Sous le règne des Tudor, Marie Tudor (1553-1558) puis Elisabeth Ier (1558-1603), de nombreux anglo-saxons s’installent en Irlande.
Une date marquante est toujours commémorée chaque année par une “marche” triomphale des “Orangistes”. Cette manifestation très importante est l’objet chaque année dans les quartiers catholiques de heurts : le 1er juillet 1690. Ce jour-là, Guillaume III d’Orange remporte, sur les rives de la Boyne, la victoire sur Jacques II : victoire de la révolution de 1688 sur les Jacobins catholiques qui voulaient rétablir la royauté Stuart sur le trône d’Angleterre.

C.M.
 
 
 

Le protestantisme et l’histoire de l’Irlande
A la fin du XVIe siècle, colonisation massive de l’Ulster par les Ecossais et les colons du Yorkshire. (Plantations). Ils militent pour le presbytérianisme et l’anglicanisme.
En 1591, Elisabeth fonde Trinity College à Dublin qui est fermé aux gaëliques et catholiques.
En 1604, politique d’apaisement malgré l’opposition de Jacques Usher, archevêque anglican de Armagh.Elle ne tient pas longtemps et Thomas Wentworth, Lord-Député de 1633 à 1640, applique une politique de rigueur qui amène une certaine prospérité économique mais aussi une non moins certaines intransigeance en matière de religion.L’Irlande se révolte ; elle a pour chef militaire un ancien mercenaire du Roi d’Espagne : Owen Roe O’Neill qui rappela les mercenaires qui travaillaient sur le continent.L’Irlande devenue Confédération de Kilkenny constitue son gouvernement avant de plier sous la domination de Cromwell.
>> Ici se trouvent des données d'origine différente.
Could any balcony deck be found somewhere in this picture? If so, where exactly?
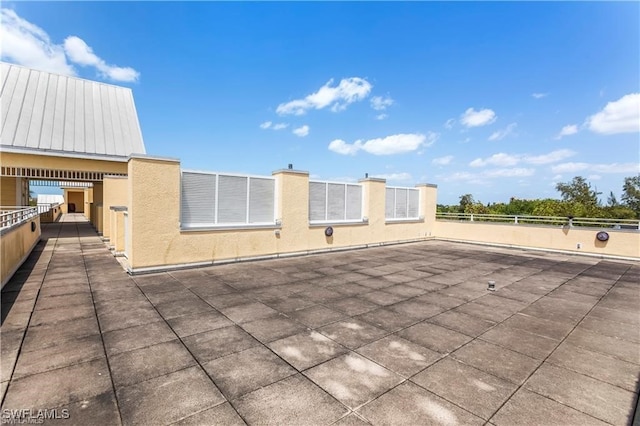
[0,215,640,425]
En août 1649, les troupes de choc de Cromwell débarquent et opèrent le massacre des catholiques à Drogheda et Wexford.En 1652, les hommes d’armes de la Confédération rejoignent la France et l’espagne pour reprendre leur métier de mercenaire.Des civils furent déportés en Amérique.
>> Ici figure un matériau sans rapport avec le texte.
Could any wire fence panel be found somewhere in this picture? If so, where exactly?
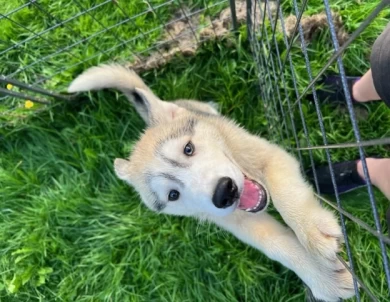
[0,0,229,124]
[0,0,390,301]
[247,0,390,301]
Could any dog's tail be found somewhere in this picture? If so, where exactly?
[68,64,151,95]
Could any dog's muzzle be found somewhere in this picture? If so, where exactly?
[213,177,239,209]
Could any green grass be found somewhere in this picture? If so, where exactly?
[0,1,390,302]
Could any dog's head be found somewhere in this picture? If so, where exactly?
[115,89,268,216]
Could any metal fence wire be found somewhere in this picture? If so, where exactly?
[0,0,390,301]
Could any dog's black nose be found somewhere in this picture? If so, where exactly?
[213,177,238,209]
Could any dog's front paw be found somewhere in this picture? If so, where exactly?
[295,207,343,262]
[307,260,355,301]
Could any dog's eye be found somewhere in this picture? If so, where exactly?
[184,142,195,156]
[168,190,180,201]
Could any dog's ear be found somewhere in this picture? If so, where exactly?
[127,88,184,126]
[114,158,132,184]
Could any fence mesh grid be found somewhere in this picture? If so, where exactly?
[247,0,390,301]
[0,0,390,301]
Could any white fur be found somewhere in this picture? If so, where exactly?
[69,66,354,301]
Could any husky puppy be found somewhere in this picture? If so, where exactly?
[68,64,354,301]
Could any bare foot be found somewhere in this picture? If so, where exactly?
[357,158,390,200]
Une nouvelle classe de possédants s’instaure : les “Cromwelliens” qui ne résident pas sur leurs terres.

A la mort de Cromwell en 1658, l’Irlande est ruinée et dépeuplée.Les catholiques ne possèdent plus que 25 % des terres et essentiellement celles de l’Ouest, les plus mauvaises.
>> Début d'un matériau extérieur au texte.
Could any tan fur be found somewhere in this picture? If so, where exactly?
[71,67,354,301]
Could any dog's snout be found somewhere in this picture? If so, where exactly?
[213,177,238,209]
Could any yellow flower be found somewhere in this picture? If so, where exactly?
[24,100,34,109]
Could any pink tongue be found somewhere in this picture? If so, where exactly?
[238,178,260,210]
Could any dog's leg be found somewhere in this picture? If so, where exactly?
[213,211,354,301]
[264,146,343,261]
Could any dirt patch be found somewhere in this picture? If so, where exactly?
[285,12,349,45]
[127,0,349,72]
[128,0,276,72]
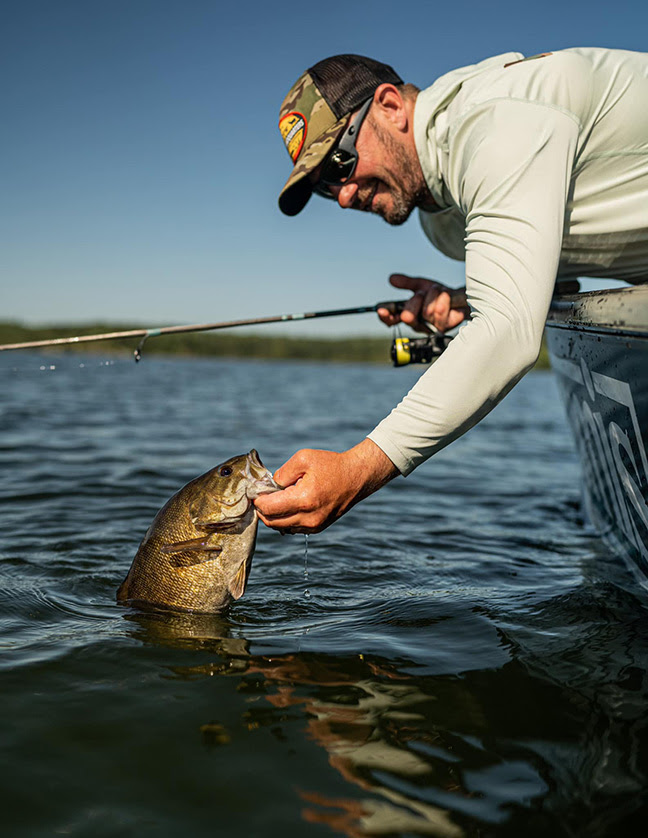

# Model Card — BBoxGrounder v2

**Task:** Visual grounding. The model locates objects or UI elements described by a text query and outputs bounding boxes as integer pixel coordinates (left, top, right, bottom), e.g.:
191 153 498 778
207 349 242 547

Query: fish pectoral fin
199 518 241 532
161 535 223 553
229 561 250 599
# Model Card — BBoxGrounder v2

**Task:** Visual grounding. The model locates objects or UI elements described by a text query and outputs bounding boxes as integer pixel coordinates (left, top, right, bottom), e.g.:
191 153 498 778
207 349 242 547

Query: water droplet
304 533 310 599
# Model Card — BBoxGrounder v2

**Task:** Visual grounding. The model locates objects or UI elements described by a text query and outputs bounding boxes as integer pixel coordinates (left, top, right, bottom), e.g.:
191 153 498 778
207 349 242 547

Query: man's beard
369 114 430 226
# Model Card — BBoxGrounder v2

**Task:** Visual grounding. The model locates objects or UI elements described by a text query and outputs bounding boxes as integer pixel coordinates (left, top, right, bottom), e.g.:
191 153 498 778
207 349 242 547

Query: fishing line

1660 : Restauration des Stuart et renouveau d’espoir en Irlande.
1662 : Les catholiques peuvent redemander la restitution d’un tiers des terres.
Ormonde, qui avait été député en 1647, retrouve son poste et gouverne avec une extrême prudence.Il défendit l’Irlande contre les affairistes de la City qui considéraient l’Irlande comme une colonie d’outremer.Il ne peut s’opposer au bloquage de la navigation de cabotage qui permettait l’exportation de produits agricoles vers l’Angleterre (Extension à l’Irlande des Navigation Acts).
1685 : Avènement de Jacques II, les Irlandais reprennent confiance.
En effet, Jacques II ouvre la fonction publique aux catholiques.Le Lord Lieutenant est un catholique : Richard Talbot comte de Tyrconnel.
Durant les guerres anglo-hollandaises, les Stuart pouvaient compter sur l’appui de la France contre les Provinces Unies.
Malgré la paix de Nimégue et la trêve de Ratisbonne, la tension allait reprendre en Europe : la Révolution de l’Edit de Nantes en 1685 et l’annonce du retour de l’Angleterre au catholicisme.Ces faits joints à la question de la succession d’Espagne et aux affaires allemandes entraînent la constitution de la Ligue d’Augsbourg (contre Louis XVI), rejointe par les Provinces Unies dont le Staathouder est Guillaume d’Orange.
En 1688, la France déclare la guerre à cette coalition, au moment où les Anglais décident de se débarrasser des Stuart, et font appel à Guillaume d’Orange, époux de Marie et neveu de Charles II par sa mère.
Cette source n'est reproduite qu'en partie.